Bien sot de faire un bruit si grand
Pour une chose si commune;
Dieu nous gard de plus grand' fortune.
Il fit à son maître un sermon.
Monsieur, dit-il, chacun la sienne
Ce n'est pas trop; Dieu et raison
Vous recommandent cette antienne.
Direz-vous, je suis sans chrétienne ?
Vous en avez à la maison
Une qui vaut cent fois la mienne.
Ne prenez donc pas tant de peine:
C'est pour ma femme trop d'honneur;
Il ne lui faut si gros monsieur.
Tenons-nous chacun à la notre;
N'allez point à l'eau chez un autre,
Ayant plein puits de ces douceurs;
Je m'en rapporte aux connaisseurs:
Si Dieu m'avait fait tant de grâce,
Qu'ainsi que vous je disposasse
De Madame, je m'y tiendrais,
Et d'une reine ne voudrais.
Mais puisqu'on ne saurait défaire
Ce qui s'est fait, je voudrais bien,
(Ceci soit dit sans vous déplaire)
Que content de votre ordinaire
Vous ne goûtassiez plus du mien.
Le patron ne voulut lui dire
Ni oui ni non sur ce discours;
Et commanda que tous les jours
On mît aux repas, près du sire,
Un pâté d'anguille; ce mets
Lui chatouillait fort le palais.
Avec un appétit extrême
Une et deux fois il en mangea:
Mais quand ce vint à la troisième
La seule odeur le dégoûta.
Il voulut sur une autre viande
Mettre la main; on l’empêcha:
Monsieur, dit-on, nous le commande:
Tenez-vous-en à ce mets-la:
Vous l'aimez, qu’avez-vous à dire ?
M'en voilà soûl, reprit le sire.
Et quoi toujours pâtés au bec !
Pas une anguille de rôtie !
Pâtés tous les jours de ma vie !
J'aimerais mieux du pain tout sec:
Laissez-moi prendre un peu du vôtre:
Pain de par Dieu, ou de par l'autre:
Au diable ces pâtés maudits;
Ils me suivront en paradis,
Et par-delà, Dieu me pardonne.
Le maître accourt soudain au bruit,
Et prenant sa part du déduit,
Mon ami, dit-il, je m’étonne
Que d'un mets si plein de bonté
Vous soyez si tôt dégoûté.
Ne vous ai-je pas ouï dire
Que c'était votre grand ragoût ?
Il faut qu'en peu de temps, beau sire
Vous ayez bien changé de goût ?
Qu'ai-je fait qui fût plus étrange ?
Vous me blâmez lorsque je change
Un mets que vous croyez friand,
Et vous en faites tout autant.
Mon doux ami, je vous apprends
Que ce n'est pas une sottise,
En fait de certains appétis,
De changer son pain blanc en bis:
Diversité c’est ma devise.
Quand le maître eut ainsi parlé,
Le valet fut tout consolé.
Non que ce dernier n‘eût à dire
Quelque chose encor là-dessus
Car après tout doit-il suffire
D’alléguer son plaisir sans plus ?
J’aime le change.
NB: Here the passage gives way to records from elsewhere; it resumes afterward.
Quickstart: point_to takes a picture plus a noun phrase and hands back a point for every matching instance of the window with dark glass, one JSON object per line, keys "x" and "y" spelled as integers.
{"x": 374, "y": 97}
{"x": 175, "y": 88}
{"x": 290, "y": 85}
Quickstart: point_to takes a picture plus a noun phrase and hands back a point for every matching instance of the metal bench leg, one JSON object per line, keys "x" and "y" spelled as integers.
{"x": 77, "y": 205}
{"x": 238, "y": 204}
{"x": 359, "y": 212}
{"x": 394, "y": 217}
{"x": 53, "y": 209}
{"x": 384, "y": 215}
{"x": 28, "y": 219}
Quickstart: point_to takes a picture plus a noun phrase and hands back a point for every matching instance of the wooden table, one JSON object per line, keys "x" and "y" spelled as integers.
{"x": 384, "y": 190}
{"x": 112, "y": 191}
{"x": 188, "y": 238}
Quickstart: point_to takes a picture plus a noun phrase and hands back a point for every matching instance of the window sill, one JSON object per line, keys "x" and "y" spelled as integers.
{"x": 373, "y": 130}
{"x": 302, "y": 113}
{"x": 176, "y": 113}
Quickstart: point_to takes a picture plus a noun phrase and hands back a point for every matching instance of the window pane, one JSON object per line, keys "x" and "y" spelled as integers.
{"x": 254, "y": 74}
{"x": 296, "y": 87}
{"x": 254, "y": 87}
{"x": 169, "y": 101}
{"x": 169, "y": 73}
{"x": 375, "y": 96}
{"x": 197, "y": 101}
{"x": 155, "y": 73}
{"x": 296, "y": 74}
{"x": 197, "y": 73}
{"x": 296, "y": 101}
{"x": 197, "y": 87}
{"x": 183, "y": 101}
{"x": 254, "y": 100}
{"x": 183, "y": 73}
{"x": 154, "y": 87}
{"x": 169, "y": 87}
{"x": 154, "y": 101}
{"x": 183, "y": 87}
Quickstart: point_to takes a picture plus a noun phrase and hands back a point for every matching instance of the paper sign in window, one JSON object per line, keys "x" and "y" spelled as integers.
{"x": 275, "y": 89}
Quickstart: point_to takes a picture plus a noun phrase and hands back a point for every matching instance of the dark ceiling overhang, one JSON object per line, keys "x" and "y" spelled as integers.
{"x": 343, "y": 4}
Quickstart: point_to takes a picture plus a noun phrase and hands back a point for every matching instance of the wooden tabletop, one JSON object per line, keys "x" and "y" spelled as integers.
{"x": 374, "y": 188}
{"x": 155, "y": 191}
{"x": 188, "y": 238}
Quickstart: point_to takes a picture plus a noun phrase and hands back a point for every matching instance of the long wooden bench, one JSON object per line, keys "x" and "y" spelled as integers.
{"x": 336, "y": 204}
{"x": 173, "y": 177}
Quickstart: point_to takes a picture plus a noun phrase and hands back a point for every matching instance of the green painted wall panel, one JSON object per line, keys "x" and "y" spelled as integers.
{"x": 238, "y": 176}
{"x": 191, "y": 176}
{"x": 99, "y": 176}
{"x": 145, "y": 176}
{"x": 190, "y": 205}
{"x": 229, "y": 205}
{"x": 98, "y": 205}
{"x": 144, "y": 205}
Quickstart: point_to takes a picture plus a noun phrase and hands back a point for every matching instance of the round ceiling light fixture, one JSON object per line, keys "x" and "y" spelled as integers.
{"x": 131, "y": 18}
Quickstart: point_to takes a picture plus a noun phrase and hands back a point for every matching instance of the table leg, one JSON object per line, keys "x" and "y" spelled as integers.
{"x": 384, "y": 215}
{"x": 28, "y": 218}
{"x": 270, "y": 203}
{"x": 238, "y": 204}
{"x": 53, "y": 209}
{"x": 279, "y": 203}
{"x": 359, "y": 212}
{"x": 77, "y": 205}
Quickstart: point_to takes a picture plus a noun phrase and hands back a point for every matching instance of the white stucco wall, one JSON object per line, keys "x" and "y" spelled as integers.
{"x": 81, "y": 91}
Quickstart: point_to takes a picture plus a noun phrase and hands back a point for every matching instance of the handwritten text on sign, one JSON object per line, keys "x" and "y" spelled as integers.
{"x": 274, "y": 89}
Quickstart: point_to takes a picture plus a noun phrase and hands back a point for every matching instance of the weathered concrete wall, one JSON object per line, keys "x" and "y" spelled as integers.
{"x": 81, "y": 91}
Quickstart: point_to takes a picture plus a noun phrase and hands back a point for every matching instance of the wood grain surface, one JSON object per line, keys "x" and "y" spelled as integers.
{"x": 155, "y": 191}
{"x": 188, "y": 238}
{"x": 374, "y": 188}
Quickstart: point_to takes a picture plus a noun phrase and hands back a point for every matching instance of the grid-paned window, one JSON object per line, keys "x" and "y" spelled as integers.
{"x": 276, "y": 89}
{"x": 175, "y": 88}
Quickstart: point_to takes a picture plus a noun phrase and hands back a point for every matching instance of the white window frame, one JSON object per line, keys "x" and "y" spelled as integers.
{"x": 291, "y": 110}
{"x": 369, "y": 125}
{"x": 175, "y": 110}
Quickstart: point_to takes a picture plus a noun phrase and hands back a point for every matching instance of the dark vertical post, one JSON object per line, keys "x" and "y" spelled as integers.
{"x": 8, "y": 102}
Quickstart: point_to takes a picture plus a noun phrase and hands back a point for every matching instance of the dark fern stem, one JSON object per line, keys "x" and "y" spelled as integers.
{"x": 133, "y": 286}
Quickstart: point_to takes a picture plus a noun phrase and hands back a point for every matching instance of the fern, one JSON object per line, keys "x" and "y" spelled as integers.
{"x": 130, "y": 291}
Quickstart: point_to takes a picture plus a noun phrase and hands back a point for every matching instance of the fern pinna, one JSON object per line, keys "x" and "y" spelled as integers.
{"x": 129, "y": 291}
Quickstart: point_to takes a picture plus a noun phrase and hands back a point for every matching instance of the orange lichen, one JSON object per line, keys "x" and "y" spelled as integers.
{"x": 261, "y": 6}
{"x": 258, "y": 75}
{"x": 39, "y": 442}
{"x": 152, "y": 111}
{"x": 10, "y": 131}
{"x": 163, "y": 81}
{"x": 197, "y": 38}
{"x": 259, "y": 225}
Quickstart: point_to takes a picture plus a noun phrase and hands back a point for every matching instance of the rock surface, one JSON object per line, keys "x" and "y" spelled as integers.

A la bonne heure,
On vous l'accorde; mais gagnez
S'il se peut les intéressés:
Cette voie est bien la meilleure:
Suivez-la donc. A dire vrai,
Je crois que l'amateur du change
De ce conseil tenta l'essai.
On dit qu'il parlait comme un ange,
De mots dorés usant toujours:
Mots dorés font tout en amours.
C'est une maxime constante:
Chacun sait qu'elle est mon entente:
J'ai rebattu cent et cent fois
Ceci dans cent et cent endroits:
Mais la chose est si nécessaire,
Que je ne puis jamais m'en taire,
Et redirai jusques au bout,
Mots dorés en amours font tout.
Ils persuadent la donzelle,
Son petit chien, sa demoiselle,
Son époux quelquefois aussi;
C'est le seul qu'il fallait ici
Persuader; il n'avait l'âme
Sourde à cette éloquence; et dame
Les orateurs du temps jadis
N'en ont de telle en leurs écrits.
Notre jaloux devint commode.
Même on dit qu’il suivit la mode
De son maître, et toujours depuis
Changea d'objets en ses déduits.
Il n'était bruit que d'aventures
Du chrétien et de créatures.
Les plus nouvelles sans manquer
Etaient pour lui les plus gentilles.
Par où le drôle en put croquer,
II en croqua, femmes et filles,
Nymphes, grisettes, ce qu’il put.
Toutes étaient de bonne prise;
Et sur ce point, tant qu'il vécut,
Diversité fut sa devise.
JEAN DE LA FONTAINE

Madame, ( Lettre de Proust à COLETTE)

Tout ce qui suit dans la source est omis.